Aim: To study the spectrum of tropical acute febrile illness; the proportion, spectrum and staging of acute kidney injury; Renal Replacement Therapy (RRT) initiation and in-hospital mortality.
Materials and Methods: A total of 600 TAFI patients were prospectively studied at a tertiary care centre in coastal Karnataka between September 2012 and September 2014 for the aetiology of TAFI; the development and staging of AKI based on Kidney disease: Improving global outcomes (KDIGO) guidelines; the initiation of RRT and in-hospital mortality.
Statistical Analysis: Data analysis was done using SPSS version 17.0 with statistical significance calculated using chi-square and Fisher’s exact t-test for which p-value <0.05 was considered significant.
Results: The spectrum of TAFI, in decreasing order, was vivax malaria, leptospirosis, dengue fever, falciparum malaria, mixed malaria, enteric fever, scrub typhus and the most common aetiology was malaria. The proportion of AKI was 54%. The most common cause of AKI, its stages 2 and 3, RRT initiation and in-hospital mortality was leptospirosis; and AKI stage 1 was dengue fever. KDIGO AKI stage 1, 2 and 3 was seen in 46.9%, 31.2% and 21.9% of AKI patients, respectively. RRT initiation was required in 10.2% of AKI patients and in-hospital mortality was 3% among all patients. AKI, RRT initiationand in-hospital mortality were significantly associated with older age, fever duration and other presenting complaints, examination findings, renal function and other parameters, leptospirosis, dengue fever, falciparum malaria.

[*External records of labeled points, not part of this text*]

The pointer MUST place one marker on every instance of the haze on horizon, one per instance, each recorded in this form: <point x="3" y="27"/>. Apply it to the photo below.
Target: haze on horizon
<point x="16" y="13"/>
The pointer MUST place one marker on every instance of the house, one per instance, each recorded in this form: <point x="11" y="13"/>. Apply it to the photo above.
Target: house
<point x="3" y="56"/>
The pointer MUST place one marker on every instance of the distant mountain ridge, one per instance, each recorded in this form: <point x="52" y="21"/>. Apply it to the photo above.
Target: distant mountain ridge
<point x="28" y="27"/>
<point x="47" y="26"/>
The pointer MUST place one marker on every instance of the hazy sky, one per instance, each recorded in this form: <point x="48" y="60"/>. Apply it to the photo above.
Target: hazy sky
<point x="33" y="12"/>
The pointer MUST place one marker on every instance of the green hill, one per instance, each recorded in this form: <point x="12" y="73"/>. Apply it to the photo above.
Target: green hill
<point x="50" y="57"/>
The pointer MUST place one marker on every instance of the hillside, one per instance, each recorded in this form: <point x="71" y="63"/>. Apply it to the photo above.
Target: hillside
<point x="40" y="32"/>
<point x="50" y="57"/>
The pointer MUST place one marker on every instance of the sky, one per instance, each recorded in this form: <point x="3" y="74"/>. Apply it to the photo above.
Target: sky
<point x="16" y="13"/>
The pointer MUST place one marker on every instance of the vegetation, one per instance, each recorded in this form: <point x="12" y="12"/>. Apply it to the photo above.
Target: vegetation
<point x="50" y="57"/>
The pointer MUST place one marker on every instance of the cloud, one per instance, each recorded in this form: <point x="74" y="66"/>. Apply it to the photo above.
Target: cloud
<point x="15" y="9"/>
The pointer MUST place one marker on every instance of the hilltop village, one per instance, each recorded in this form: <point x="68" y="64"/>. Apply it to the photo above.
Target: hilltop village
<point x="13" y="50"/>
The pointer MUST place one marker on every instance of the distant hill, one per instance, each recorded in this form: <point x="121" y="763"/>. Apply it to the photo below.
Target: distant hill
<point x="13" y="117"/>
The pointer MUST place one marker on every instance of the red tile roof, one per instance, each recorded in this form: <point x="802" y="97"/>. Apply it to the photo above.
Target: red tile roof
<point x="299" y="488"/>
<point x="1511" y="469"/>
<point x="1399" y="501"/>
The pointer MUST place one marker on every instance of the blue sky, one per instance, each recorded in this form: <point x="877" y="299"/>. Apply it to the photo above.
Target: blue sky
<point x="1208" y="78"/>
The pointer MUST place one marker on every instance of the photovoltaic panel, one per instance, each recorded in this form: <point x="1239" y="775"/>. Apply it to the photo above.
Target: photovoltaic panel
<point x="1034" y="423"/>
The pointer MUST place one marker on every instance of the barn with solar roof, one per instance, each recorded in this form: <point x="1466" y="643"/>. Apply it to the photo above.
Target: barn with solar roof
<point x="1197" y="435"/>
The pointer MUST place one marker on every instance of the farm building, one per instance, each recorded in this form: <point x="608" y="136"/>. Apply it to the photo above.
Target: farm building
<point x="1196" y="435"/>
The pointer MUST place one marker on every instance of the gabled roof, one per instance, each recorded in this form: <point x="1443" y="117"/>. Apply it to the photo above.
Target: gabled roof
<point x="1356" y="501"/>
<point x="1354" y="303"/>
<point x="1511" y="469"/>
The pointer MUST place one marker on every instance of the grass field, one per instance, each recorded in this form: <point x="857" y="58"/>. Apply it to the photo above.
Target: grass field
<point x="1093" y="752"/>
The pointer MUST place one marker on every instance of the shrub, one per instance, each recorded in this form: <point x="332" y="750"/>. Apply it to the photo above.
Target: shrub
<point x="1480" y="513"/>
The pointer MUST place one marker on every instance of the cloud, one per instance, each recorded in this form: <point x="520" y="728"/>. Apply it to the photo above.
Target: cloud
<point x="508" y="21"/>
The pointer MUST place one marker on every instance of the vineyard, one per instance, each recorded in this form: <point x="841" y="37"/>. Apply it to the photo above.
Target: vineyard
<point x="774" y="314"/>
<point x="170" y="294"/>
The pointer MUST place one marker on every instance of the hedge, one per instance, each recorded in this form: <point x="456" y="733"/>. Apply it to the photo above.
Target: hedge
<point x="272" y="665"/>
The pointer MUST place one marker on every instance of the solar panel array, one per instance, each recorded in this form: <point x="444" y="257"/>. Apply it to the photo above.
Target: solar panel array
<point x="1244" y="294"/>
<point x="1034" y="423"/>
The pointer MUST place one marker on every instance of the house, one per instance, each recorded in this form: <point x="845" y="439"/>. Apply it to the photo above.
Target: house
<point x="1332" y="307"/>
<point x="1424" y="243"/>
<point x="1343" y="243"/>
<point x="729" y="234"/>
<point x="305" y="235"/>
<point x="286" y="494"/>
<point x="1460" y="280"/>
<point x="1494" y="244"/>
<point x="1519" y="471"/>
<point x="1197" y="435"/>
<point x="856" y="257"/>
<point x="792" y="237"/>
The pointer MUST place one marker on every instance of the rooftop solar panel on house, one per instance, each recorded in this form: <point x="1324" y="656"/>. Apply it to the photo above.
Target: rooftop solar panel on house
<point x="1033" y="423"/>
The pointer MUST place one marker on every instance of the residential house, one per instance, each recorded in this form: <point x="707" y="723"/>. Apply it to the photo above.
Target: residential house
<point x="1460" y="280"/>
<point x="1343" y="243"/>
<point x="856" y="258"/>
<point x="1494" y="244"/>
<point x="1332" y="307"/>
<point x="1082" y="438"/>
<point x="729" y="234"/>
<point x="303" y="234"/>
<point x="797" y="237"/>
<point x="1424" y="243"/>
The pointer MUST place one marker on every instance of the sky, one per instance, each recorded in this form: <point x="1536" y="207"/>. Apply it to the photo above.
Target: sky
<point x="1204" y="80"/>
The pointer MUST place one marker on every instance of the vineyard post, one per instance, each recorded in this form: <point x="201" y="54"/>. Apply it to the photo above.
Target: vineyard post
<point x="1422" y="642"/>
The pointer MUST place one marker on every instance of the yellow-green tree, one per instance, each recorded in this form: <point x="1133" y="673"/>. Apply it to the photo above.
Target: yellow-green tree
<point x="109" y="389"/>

Conclusion: The aetiology in about half of TAFI patients in coastal Karnataka was malaria. More than 50% develop AKI with greater than one-fifth of them progressing to AKI stage 3 and one-tenth requiring RRT. The most common cause of AKI, AKI stage 2, 3, RRT initiation and in-hospital mortality was leptospirosis. AKI was present in almost all patients with leptospirosis. Therefore leptospirosis was the most nephrotoxic acute febrile illness in the present study population. Dengue fever was the most common cause of AKI stage 1. Vivax malaria was the third most common cause of AKI. The factors like age, presenting complaints, examination findings, renal function and other parameters, aetiology and RRT initiation may be used to predict AKI and in-hospital mortality.